A man who lost his savings in an ill-fated attempt to buy a holiday home in Cyprus which never progressed beyond a shell must now also pay tax on interest earned on the contents of a foreign bank account of which he never received a penny. Whilst sympathising with the taxpayer and his financial predicament, the first-tier tribunal dismissed arguments that the interest did not amount to taxable income.
The taxpayer had, with his wife, contracted to buy the property ‘off-plan’, paying a substantial deposit and borrowing the balance of the purchase price which was placed in an escrow account in Cyprus. Most of the money was paid to the developer who became insolvent after mortgaging the building plot to secure its own borrowing.

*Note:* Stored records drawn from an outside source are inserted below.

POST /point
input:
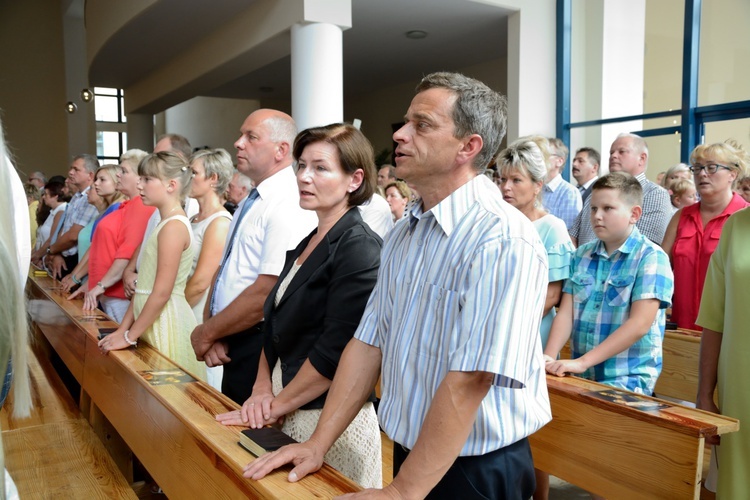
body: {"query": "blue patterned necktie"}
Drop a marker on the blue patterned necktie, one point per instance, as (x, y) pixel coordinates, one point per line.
(245, 208)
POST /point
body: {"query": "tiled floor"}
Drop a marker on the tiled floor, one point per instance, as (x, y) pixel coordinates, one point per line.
(559, 489)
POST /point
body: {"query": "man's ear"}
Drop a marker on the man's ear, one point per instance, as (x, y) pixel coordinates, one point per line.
(282, 150)
(472, 145)
(635, 214)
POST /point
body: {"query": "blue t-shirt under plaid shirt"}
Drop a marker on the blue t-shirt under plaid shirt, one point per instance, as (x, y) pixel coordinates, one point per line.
(603, 288)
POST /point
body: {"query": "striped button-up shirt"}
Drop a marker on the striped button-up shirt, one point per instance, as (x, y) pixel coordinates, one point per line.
(79, 211)
(562, 200)
(604, 288)
(461, 288)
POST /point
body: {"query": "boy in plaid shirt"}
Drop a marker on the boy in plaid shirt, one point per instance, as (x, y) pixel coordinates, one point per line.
(614, 302)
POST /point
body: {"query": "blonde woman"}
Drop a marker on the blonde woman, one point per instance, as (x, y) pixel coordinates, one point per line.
(158, 311)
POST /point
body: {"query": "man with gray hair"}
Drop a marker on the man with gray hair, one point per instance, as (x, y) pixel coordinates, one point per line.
(239, 187)
(268, 223)
(629, 153)
(38, 179)
(559, 197)
(62, 253)
(453, 322)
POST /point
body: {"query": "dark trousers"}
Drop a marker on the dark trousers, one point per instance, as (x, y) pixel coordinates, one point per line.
(239, 374)
(507, 473)
(70, 262)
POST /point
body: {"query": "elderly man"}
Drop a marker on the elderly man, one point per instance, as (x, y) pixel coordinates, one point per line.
(267, 223)
(586, 170)
(239, 187)
(38, 179)
(453, 322)
(62, 253)
(560, 198)
(629, 153)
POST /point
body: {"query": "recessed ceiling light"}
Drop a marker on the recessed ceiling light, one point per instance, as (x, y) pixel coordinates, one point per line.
(416, 34)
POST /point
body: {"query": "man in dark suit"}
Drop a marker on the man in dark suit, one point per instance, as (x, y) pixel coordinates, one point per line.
(586, 170)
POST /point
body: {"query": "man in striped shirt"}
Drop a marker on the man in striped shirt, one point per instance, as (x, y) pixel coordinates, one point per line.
(453, 322)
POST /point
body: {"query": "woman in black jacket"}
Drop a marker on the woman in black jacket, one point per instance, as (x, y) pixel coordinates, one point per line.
(318, 301)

Acknowledging that his grasp of the financial details was not complete, the taxpayer refused to keep up payments on the loan agreement once the true state of affairs became apparent. The bank in Cyprus treated that as a default and exercised its charge over the remaining contents of the escrow account. Her Majesty’s Revenue and Customs (HMRC) assessed the taxpayer and his wife for tax on the interest that had been earned on the money in the escrow account over a two-year period.
On appeal to the tribunal, the taxpayer argued, inter alia, that he had never derived any benefit from the funds in the escrow account and thus could not be held liable for tax on interest earned on those sums. However, rejecting his pleas, the tribunal accepted HMRC’s arguments that the escrow account was in the joint names of himself and his wife; they had been the joint legal owners of its contents and that regularly credited interest had been ‘available to be spent’ by them.